I see my artworks as multidimensional/multifaceted. In my art, I aspire to capture the simultaneous experience of being. Something that can exist in art, but I feel can never be fully expressed in text, due to the linear nature of language. Nevertheless, I will try. I paint and make art nonstop throughout most of the day. My art is an internal conversation with myself, as well as an ongoing dialogue with art and its complexity. Material, form, content, and image – all come together in artworks that are multilayered and rich. Sometimes like an erupting geyser – an explosion or torrent, though not one of destruction but rather a force of flow, growth, and vitality.
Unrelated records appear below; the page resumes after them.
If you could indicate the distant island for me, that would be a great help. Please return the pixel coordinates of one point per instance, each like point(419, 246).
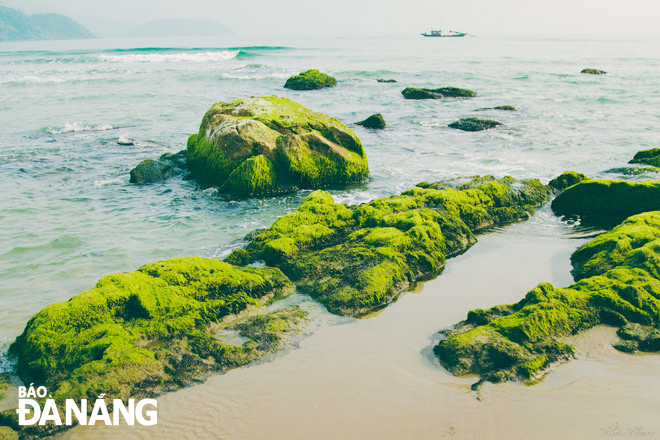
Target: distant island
point(18, 26)
point(173, 27)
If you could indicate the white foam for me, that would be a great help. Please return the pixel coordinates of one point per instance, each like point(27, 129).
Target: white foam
point(189, 57)
point(76, 127)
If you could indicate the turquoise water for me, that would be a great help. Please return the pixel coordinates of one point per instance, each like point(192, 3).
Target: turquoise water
point(69, 216)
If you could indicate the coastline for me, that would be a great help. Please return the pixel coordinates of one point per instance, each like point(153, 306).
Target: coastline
point(376, 378)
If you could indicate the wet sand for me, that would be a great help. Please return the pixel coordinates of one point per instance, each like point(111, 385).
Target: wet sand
point(377, 379)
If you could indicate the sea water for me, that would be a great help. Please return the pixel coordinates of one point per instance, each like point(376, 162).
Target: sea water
point(69, 216)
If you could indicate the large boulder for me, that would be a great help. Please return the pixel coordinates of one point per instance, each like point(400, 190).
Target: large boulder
point(268, 145)
point(474, 124)
point(310, 79)
point(357, 259)
point(374, 121)
point(442, 92)
point(608, 201)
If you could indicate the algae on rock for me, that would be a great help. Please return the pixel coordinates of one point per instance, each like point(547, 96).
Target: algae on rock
point(268, 145)
point(617, 284)
point(356, 259)
point(310, 79)
point(149, 331)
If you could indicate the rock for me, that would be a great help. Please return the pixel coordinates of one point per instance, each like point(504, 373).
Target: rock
point(124, 141)
point(593, 71)
point(374, 121)
point(270, 145)
point(145, 332)
point(607, 201)
point(566, 179)
point(357, 259)
point(474, 124)
point(157, 171)
point(310, 80)
point(508, 108)
point(522, 341)
point(443, 92)
point(648, 157)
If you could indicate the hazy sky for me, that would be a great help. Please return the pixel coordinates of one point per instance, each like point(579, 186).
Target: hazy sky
point(379, 17)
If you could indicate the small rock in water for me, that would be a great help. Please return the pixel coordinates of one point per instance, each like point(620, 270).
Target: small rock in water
point(474, 124)
point(593, 71)
point(125, 141)
point(374, 121)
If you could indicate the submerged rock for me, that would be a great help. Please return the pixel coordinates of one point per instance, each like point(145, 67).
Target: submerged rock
point(310, 80)
point(566, 179)
point(508, 108)
point(593, 71)
point(145, 332)
point(156, 171)
point(443, 92)
point(648, 157)
point(523, 340)
point(357, 259)
point(474, 124)
point(268, 145)
point(608, 201)
point(374, 121)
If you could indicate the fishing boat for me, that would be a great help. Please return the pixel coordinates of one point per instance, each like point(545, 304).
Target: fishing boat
point(439, 33)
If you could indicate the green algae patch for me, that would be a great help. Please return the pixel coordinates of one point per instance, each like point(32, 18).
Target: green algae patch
point(474, 124)
point(607, 201)
point(566, 179)
point(310, 79)
point(145, 332)
point(617, 285)
point(357, 259)
point(442, 92)
point(270, 145)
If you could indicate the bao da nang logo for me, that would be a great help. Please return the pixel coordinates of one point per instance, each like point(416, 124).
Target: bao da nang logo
point(30, 411)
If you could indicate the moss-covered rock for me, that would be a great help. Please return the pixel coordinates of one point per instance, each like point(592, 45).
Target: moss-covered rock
point(375, 121)
point(593, 71)
point(269, 145)
point(474, 124)
point(310, 80)
point(152, 330)
point(647, 157)
point(156, 171)
point(566, 179)
point(356, 259)
point(522, 341)
point(442, 92)
point(607, 202)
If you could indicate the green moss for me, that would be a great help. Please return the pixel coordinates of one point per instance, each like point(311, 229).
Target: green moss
point(266, 145)
point(141, 332)
point(357, 259)
point(618, 285)
point(566, 179)
point(607, 202)
point(442, 92)
point(310, 80)
point(474, 124)
point(648, 157)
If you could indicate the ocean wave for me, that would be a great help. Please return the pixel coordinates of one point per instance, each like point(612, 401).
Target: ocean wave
point(160, 57)
point(75, 127)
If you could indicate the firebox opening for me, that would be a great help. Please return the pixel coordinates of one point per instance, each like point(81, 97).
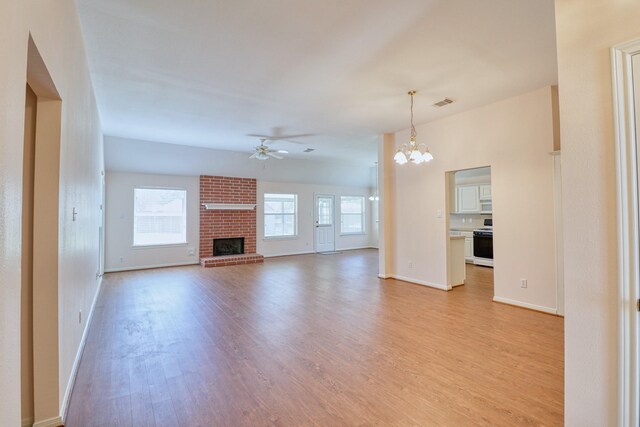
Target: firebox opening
point(230, 246)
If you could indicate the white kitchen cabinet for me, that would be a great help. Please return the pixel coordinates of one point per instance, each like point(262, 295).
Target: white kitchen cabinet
point(485, 191)
point(468, 199)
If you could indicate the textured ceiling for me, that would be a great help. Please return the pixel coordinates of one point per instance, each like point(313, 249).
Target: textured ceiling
point(208, 72)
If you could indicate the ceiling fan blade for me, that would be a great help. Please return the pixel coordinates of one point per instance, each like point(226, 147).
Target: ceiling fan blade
point(277, 137)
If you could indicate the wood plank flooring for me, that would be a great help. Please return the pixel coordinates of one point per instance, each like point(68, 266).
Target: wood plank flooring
point(313, 340)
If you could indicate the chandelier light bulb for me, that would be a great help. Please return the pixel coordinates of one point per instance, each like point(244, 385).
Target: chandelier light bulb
point(400, 158)
point(412, 152)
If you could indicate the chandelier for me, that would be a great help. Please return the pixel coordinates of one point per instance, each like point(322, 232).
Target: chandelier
point(412, 152)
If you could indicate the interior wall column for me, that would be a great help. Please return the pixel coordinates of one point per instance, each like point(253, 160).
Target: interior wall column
point(386, 150)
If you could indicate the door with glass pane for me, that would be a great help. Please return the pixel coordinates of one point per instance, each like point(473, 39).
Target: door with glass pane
point(324, 223)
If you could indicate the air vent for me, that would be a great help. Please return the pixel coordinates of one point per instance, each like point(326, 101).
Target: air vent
point(444, 102)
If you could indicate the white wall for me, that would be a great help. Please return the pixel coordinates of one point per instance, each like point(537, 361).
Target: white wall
point(119, 223)
point(514, 137)
point(585, 32)
point(126, 155)
point(303, 243)
point(55, 29)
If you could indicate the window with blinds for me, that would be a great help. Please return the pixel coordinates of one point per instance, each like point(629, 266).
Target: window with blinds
point(351, 214)
point(159, 216)
point(280, 215)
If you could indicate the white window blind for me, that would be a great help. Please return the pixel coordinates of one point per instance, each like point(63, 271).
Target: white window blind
point(280, 215)
point(159, 217)
point(351, 214)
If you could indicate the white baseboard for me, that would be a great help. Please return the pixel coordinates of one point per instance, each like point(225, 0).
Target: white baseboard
point(76, 363)
point(355, 248)
point(420, 282)
point(289, 254)
point(313, 252)
point(525, 305)
point(146, 267)
point(51, 422)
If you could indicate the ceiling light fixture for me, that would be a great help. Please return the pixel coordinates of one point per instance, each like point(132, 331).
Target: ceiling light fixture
point(412, 152)
point(374, 197)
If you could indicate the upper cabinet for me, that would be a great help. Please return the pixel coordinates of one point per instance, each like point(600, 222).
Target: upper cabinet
point(468, 199)
point(473, 199)
point(485, 191)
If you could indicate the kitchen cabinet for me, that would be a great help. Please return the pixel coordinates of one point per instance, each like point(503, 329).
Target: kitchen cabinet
point(473, 199)
point(485, 191)
point(456, 262)
point(468, 246)
point(468, 199)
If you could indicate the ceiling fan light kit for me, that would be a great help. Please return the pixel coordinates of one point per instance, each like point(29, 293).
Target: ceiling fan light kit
point(263, 152)
point(412, 152)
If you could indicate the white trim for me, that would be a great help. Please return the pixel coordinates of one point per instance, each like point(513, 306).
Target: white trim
point(51, 422)
point(289, 254)
point(229, 206)
point(311, 252)
point(420, 282)
point(146, 267)
point(525, 305)
point(76, 363)
point(627, 231)
point(160, 245)
point(355, 248)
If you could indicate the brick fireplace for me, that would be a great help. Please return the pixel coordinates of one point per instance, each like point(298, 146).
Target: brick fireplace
point(227, 222)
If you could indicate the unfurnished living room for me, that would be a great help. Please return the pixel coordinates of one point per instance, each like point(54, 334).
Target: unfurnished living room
point(328, 213)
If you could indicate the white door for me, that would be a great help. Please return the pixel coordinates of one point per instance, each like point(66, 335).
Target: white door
point(324, 223)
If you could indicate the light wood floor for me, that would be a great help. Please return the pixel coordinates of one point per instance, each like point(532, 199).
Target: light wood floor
point(313, 340)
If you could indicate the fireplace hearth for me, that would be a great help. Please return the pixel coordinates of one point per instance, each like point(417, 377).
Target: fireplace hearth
point(230, 246)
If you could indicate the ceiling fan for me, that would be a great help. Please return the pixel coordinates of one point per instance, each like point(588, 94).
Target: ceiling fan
point(263, 152)
point(277, 135)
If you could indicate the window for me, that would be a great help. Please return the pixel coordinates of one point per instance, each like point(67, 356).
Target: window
point(351, 214)
point(159, 216)
point(280, 212)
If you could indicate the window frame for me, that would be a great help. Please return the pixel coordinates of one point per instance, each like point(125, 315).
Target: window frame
point(362, 214)
point(186, 218)
point(295, 217)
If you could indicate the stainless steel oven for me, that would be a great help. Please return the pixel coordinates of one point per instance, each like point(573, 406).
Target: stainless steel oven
point(483, 244)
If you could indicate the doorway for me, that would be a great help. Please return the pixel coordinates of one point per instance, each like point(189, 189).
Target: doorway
point(40, 213)
point(470, 255)
point(325, 235)
point(625, 60)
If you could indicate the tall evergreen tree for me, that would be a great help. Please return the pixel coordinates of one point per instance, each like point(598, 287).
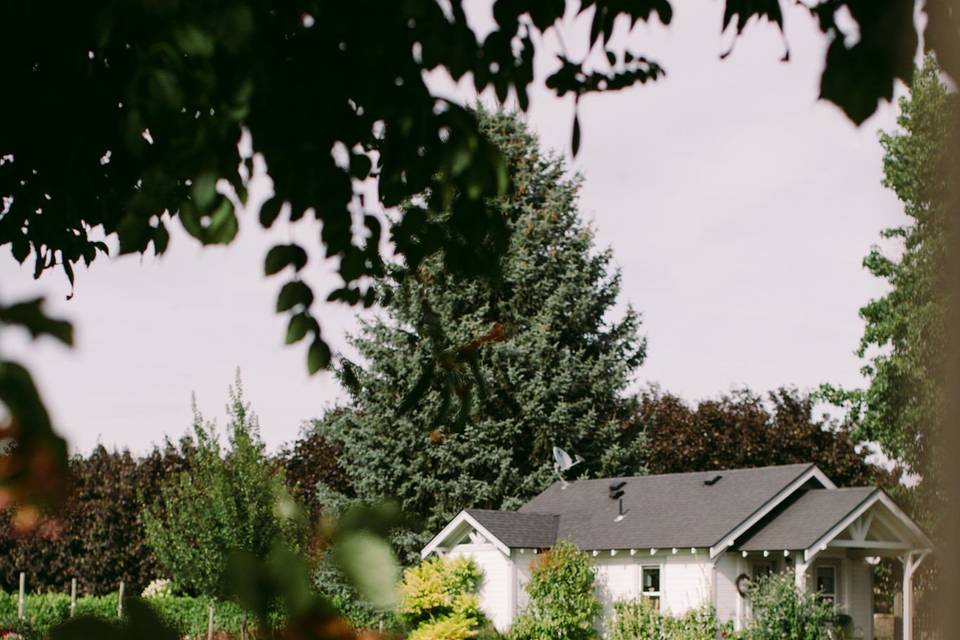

My works follow several predominant styles, in which there is an ever-shifting balance between shape and line and between image and abstraction. For me, the image is formed from a subconscious tangle, while at the same time, it also disintegrates into that abstract tangle. On the one hand, I feel that painting leads me and to a large extent also reveals itself before me. On the other hand, I have created entire series based on research I conducted on various writers, musicians, questions of gender, and more.
Gili Cohen was born in 1968, and lives and work in Tel Aviv-Jaffa, Israel. She holds a bachelor degree in Fine Art from the University of Haifa (1994), and studied in several private frameworks with prominent Israeli artists. Cohen works predominantly with painting and drawing in mixed media on various surfaces, alongside staged but untamed photography. Her works are an explosion of color and lines, woven into a powerful force of nature. This is an expanding tangle of figurative shapes that become abstract and vice versa. Her works contain figurative references to the presence of a body or different elements drawn from nature and culture.
Gili Cohen’s works are an explosion of color and lines, woven into a powerful force of nature. An expanding tangle of figurative shapes that become abstract and vice versa. Imbued with an endless movement of contraction and explosion, they simulate diffusion processes of osmosis and fusion. Her works, which hold figurative references, allude to the presence of a body or various elements drawn from nature. In all of them, categories are fluid: the landscape becomes a figure, which turns into colors and lines and back again. An endless process of movement that we experience when it is paused, as a frozen point in time. The painting, comprised of a stratified web of layers of paint and various textures, wishes to form a perspective on human reality: both external and emotional observation. The aspect of a mental pulse is manifested as abstract painting with changing temperaments. In most of her works, there is a constant struggle between a cold and a warm color palette and between the creation of a shape and its erasure and destruction. It is unclear whether the figures and landscapes that appear before us will disintegrate at any moment into the chaos of particles, or alternately, take shape and be immortalized as complete figures. And so, the viewer cannot look at Gili Cohen’s works in a state of calmness alone – they invite him on a journey and an adventure, trying to evoke his imagination and all of his senses. This is a viewing experience that demands of us to go back to the primal state of a looking and questioning child. As such, it prefers surrender and connection over knowledge and cerebral understanding.